On Gardening

Improve your home landscape

McClatchy-Tribune News ServiceJanuary 4, 2013 


The New Year is a great time to take a slow, hard look at your landscape. Examine it like a potential buyer. There is really something to be said for curb appeal. As a buyer you probably discovered you liked the ones with gorgeous landscapes better; and homes with attractive landscapes generally bring a premium in price.


The new year is a great time to take a slow, hard look at your landscape. Examine it like a potential buyer.

There is really something to be said for curb appeal. As a buyer, you have probably discovered you like homes with gorgeous landscapes better, and attractive landscapes generally bring a premium in price.

While it’s not necessary to plant your yard to help the house get top dollar, you should avoid doing anything to hurt the investment. And when it comes to the landscape, this includes doing nothing.

Trees and shrubs for the landscape can be expensive, but when you consider what they can do for the value of your home, they may be well worth the investment. Carefully designing and planning for these additions can ensure years of pleasure.

After meticulous planning, some gardeners fail to follow proper planting recommendations. The $5 plant in the $10 planting hole does have merit. Successful establishment of new shrubs and trees in the landscape often depends on planting techniques and care. This will be the only chance to get the new plant off to a good start.
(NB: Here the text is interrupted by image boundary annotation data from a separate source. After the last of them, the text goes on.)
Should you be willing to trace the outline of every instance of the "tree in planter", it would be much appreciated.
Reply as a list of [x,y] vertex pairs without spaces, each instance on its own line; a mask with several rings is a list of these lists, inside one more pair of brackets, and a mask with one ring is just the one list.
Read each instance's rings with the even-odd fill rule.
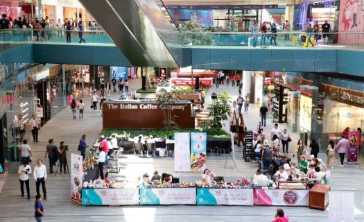
[[178,124],[175,121],[177,116],[172,114],[172,109],[170,105],[173,104],[176,101],[177,95],[174,90],[168,92],[166,89],[161,89],[157,96],[157,101],[159,103],[159,108],[163,111],[164,120],[163,125],[167,129],[177,128]]
[[178,33],[178,39],[184,44],[192,44],[197,46],[211,46],[214,43],[212,36],[209,32],[204,28],[198,19],[196,13],[191,16],[189,21],[182,24]]
[[223,128],[223,122],[229,119],[230,115],[230,99],[226,92],[218,95],[218,99],[212,101],[209,105],[210,116],[212,119],[210,121],[210,128],[219,130]]

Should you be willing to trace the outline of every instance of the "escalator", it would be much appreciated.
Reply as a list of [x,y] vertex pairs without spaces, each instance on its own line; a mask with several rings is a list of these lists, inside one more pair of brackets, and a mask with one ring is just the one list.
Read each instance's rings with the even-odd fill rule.
[[133,66],[177,67],[188,63],[161,1],[80,1]]

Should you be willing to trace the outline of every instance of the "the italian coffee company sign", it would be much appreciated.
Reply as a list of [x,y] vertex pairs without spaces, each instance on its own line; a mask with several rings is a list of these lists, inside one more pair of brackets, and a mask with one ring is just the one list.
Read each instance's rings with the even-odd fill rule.
[[171,104],[166,105],[165,108],[161,108],[159,104],[155,103],[141,103],[141,104],[107,104],[107,108],[110,110],[159,110],[159,109],[168,109],[171,110],[184,110],[187,108],[187,104]]

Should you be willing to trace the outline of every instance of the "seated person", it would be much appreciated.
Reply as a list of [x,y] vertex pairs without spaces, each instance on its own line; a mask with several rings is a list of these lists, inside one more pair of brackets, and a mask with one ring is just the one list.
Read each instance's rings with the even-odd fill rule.
[[158,175],[158,172],[157,171],[154,171],[153,176],[150,178],[150,182],[155,185],[159,183],[162,181],[161,180],[162,178]]
[[172,182],[173,176],[171,174],[163,173],[162,173],[162,179],[163,180],[164,182]]
[[210,185],[214,181],[214,178],[216,176],[214,172],[206,168],[202,173],[202,185]]
[[262,174],[261,171],[259,169],[258,169],[255,174],[253,176],[253,182],[254,183],[257,184],[258,181],[262,181],[262,180],[268,181],[268,180],[267,176],[264,174]]
[[322,171],[321,171],[319,166],[315,167],[315,183],[322,183],[322,178],[324,177],[324,173],[322,173]]
[[255,157],[259,158],[259,160],[261,158],[261,142],[259,140],[257,142],[257,145],[255,146]]
[[275,178],[276,181],[286,181],[288,178],[288,174],[283,166],[279,166],[278,171],[275,174]]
Just like a container – where we usually find success growing plants or flowers – your shrub bed should be well-drained, moist, loose, and humus-rich, with a layer of mulch added to prevent loss of moisture, deter weeds and moderate extremes in soil temperatures. This is why basic planting instructions are included with the plant.
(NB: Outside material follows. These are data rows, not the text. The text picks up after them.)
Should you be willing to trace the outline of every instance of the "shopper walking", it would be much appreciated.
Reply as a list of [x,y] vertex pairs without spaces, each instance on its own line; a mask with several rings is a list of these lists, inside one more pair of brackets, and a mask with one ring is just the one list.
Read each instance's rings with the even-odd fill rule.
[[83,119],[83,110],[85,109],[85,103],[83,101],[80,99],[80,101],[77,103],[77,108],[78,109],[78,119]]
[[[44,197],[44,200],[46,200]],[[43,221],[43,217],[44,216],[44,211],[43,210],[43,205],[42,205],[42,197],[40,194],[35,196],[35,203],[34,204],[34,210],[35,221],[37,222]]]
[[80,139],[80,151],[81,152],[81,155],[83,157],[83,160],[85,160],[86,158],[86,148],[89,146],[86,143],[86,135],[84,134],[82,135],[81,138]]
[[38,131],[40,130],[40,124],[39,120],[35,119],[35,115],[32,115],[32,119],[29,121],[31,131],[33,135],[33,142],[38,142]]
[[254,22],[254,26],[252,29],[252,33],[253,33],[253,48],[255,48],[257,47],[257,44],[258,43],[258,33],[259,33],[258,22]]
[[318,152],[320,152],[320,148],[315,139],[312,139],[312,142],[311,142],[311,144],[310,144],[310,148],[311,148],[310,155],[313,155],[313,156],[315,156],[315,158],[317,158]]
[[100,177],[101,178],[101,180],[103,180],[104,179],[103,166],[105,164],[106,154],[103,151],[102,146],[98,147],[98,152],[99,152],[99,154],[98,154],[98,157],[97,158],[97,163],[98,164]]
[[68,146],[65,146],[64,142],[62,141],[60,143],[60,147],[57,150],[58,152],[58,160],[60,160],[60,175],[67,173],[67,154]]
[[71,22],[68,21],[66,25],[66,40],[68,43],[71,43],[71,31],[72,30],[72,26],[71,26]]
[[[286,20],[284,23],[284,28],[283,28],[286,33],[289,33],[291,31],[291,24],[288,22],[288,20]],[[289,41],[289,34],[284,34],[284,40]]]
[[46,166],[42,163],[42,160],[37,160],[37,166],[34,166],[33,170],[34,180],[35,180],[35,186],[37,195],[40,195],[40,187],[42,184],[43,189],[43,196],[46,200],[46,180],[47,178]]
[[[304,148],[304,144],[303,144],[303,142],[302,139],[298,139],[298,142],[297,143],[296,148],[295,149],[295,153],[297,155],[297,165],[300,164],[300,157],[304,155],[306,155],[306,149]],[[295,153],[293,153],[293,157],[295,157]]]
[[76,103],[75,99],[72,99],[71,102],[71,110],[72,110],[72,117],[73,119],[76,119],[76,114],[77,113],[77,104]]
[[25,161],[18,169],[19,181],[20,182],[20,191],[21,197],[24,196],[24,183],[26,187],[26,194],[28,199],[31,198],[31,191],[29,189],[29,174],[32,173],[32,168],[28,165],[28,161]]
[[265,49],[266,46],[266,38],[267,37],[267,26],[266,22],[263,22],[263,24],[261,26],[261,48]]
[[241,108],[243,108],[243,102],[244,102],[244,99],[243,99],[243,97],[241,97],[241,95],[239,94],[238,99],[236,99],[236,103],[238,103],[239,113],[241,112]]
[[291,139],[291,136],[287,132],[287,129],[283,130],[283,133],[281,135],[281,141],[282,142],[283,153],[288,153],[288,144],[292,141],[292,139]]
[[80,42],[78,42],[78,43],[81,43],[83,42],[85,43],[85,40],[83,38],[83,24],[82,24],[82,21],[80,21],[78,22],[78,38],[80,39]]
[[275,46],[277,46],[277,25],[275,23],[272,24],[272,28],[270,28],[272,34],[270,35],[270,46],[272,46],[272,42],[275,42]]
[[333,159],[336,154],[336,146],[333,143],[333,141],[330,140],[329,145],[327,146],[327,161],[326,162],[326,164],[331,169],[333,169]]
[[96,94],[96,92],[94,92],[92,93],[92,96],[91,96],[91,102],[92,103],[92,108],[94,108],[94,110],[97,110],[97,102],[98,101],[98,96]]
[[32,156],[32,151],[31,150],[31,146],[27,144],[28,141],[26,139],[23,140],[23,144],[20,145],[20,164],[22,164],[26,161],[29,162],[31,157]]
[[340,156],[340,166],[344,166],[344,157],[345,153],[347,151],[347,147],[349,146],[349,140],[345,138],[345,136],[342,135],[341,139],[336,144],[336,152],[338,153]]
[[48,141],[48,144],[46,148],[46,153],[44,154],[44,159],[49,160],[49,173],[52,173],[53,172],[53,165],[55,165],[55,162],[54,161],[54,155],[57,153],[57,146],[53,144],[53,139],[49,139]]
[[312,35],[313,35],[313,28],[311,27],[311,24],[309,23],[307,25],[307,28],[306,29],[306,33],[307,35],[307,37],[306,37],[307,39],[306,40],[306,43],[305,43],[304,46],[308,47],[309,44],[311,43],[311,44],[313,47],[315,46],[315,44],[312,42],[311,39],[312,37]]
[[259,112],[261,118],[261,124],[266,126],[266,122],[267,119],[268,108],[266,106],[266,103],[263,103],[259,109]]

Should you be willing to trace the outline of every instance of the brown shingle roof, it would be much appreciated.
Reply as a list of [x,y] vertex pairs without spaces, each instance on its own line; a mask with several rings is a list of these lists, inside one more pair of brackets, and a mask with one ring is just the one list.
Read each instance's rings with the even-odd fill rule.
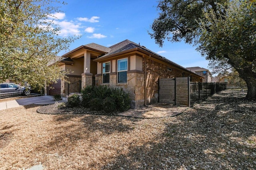
[[89,47],[90,48],[95,49],[100,51],[104,52],[105,53],[109,53],[111,49],[109,48],[104,47],[102,45],[99,45],[98,44],[95,43],[91,43],[90,44],[86,44],[84,45],[84,47],[86,48]]
[[170,60],[164,57],[159,55],[159,54],[152,51],[151,50],[150,50],[144,46],[136,44],[136,43],[134,43],[132,41],[131,41],[128,39],[125,40],[123,41],[120,42],[120,43],[118,43],[110,47],[109,48],[111,49],[110,52],[109,53],[105,54],[105,55],[100,56],[100,57],[98,59],[99,59],[100,57],[108,57],[108,56],[112,56],[112,55],[114,55],[115,54],[117,55],[119,53],[137,48],[138,49],[142,49],[148,53],[149,53],[152,55],[164,60],[167,63],[170,63],[173,65],[175,65],[181,68],[183,68],[183,69],[190,72],[190,70],[188,70],[185,67],[183,67],[183,66],[178,64],[176,64],[171,61]]

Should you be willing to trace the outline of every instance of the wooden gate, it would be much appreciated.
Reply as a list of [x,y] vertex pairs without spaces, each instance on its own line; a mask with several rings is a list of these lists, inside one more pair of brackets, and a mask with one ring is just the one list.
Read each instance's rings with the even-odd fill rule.
[[159,103],[190,106],[189,77],[159,79]]
[[159,86],[159,103],[175,104],[175,80],[160,78]]
[[50,88],[49,90],[49,95],[54,96],[56,94],[60,95],[61,90],[61,80],[58,80],[56,83],[53,83],[50,85],[50,86],[53,88]]

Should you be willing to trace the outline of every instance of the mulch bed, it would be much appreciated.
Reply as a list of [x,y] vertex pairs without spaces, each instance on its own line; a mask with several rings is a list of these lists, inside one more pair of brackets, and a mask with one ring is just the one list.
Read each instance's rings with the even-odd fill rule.
[[[91,110],[82,107],[73,108],[65,107],[58,108],[60,104],[44,106],[37,109],[37,112],[43,114],[87,114],[109,115],[104,111]],[[127,116],[135,118],[156,118],[167,117],[178,115],[189,108],[185,106],[176,106],[172,104],[156,103],[142,107],[138,109],[130,109],[122,113],[114,113],[111,115]]]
This soil will be the home for the life of those plant’s roots. Metal edging, landscape timbers, brick and masonry work well to separate turf from beds, and to let you raise the soil with organic matter or specially prepared landscape mixes.

Just as you would go to the nursery or garden center to buy a bag of potting mix for a container, you can also prepare your landscape for that raised bed of new azaleas or hollies with a soil mix. At the Columbus (Ga.) Botanical Garden, we regularly purchase a truckload of what I consider black gold – not because it is expensive, but because it allows the soil to be improved and helps plants quickly get established. These soil mixes can be purchased by the bag, cubic yard or truck. When you look at the price by the cubic yard, you’ll wonder why you have been torturing your plants with heavy, compacted clay.
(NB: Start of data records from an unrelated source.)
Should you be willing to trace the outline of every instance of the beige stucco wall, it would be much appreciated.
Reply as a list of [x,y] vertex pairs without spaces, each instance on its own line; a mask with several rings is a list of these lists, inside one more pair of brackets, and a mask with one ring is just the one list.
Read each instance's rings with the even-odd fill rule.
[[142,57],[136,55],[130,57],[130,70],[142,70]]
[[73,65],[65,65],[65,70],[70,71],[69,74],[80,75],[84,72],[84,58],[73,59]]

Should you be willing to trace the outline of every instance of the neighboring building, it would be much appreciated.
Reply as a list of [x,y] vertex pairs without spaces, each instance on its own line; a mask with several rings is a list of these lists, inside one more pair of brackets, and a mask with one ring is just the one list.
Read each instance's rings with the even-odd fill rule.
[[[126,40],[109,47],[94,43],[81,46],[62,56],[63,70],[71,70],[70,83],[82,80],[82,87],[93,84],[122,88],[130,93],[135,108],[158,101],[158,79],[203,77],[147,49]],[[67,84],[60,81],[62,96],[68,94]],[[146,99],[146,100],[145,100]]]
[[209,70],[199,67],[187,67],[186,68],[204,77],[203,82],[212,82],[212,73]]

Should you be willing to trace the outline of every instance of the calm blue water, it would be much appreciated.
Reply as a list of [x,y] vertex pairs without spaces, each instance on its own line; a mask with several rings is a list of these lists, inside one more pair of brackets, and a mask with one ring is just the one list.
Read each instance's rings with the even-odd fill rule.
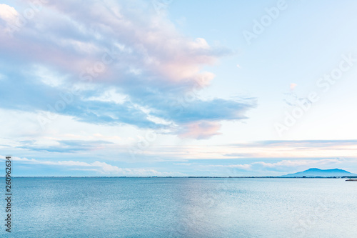
[[14,178],[11,236],[357,237],[344,180]]

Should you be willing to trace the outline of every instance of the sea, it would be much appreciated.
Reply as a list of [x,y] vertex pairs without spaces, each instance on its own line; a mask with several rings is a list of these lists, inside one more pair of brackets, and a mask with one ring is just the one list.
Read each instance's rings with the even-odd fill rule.
[[345,180],[16,177],[0,237],[356,238]]

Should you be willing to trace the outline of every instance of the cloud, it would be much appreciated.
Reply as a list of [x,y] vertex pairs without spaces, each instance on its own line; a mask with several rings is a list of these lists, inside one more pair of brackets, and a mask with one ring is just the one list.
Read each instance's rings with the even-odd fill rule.
[[[0,159],[4,160],[4,156],[0,156]],[[48,167],[67,167],[69,170],[84,170],[97,172],[102,175],[113,176],[183,176],[179,172],[159,172],[152,169],[141,168],[120,168],[106,162],[99,161],[92,163],[78,161],[40,161],[35,159],[27,159],[12,157],[11,160],[17,164],[43,164]]]
[[290,84],[290,90],[293,90],[295,87],[296,87],[296,86],[298,86],[298,84],[296,84],[294,83]]
[[96,150],[113,143],[106,141],[80,141],[61,140],[56,141],[55,145],[39,144],[35,140],[19,142],[21,146],[16,148],[31,149],[34,151],[46,151],[49,152],[73,153],[84,151]]
[[217,122],[195,122],[184,125],[178,136],[183,138],[207,139],[218,134],[217,131],[220,129],[221,125]]
[[[219,134],[220,122],[246,119],[256,105],[253,99],[201,99],[214,78],[203,67],[233,52],[181,34],[149,2],[49,1],[36,14],[12,35],[0,31],[3,108],[36,111],[41,124],[58,114],[208,139]],[[2,27],[18,15],[0,5]]]

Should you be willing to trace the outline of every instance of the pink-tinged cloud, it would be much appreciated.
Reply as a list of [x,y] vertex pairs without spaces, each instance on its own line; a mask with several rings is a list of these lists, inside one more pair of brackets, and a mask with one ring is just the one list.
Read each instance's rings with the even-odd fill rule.
[[181,127],[183,128],[178,132],[178,136],[181,138],[202,139],[221,134],[218,132],[221,129],[221,124],[216,122],[194,122]]

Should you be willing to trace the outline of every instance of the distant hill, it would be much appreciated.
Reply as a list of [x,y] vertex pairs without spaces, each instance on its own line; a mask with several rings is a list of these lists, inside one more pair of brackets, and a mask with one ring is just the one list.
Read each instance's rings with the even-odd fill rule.
[[295,174],[289,174],[286,175],[281,176],[281,177],[352,177],[357,176],[356,174],[350,173],[346,170],[339,169],[320,169],[316,168],[308,169],[308,170],[305,170],[303,172],[297,172]]

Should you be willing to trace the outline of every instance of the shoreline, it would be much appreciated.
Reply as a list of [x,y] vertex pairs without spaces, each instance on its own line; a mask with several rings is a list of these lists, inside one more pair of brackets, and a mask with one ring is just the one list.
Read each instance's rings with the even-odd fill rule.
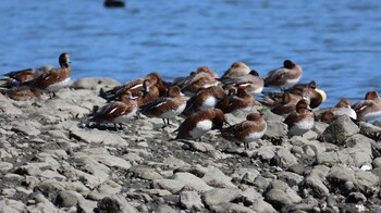
[[[93,105],[106,102],[99,89],[116,84],[79,78],[57,99],[13,101],[0,95],[0,212],[381,208],[379,123],[343,116],[288,138],[281,116],[258,109],[268,131],[246,151],[214,130],[201,142],[173,140],[181,117],[164,129],[160,118],[147,117],[119,131],[79,128]],[[226,118],[230,124],[243,120]]]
Try to plant in bold curves; avoid straight lines whenever possible. This allows you to create a mystery as to what lies around the curve. Use three to five basic plant materials that you repeat in other parts of the landscape. When you grow one or two of every shrub available, the look may resemble an unplanned arboretum. Place your shrubs in groupings or clusters of odd numbers like five, seven or nine.

If you want shrubs but the economy has you flinching, stretch the pocketbook by buying larger container-grown shrubs and smaller trees. It might seem expensive to buy 3- and 5-gallon shrubs, but you will not need as many – and you will be more likely to plant at the correct spacing.

Just like pledging to get fit after the new year begins, it’s also good to get back to basics in your landscape. Your home is your most important investment, and after a little digging, you may find yourself getting fit, too!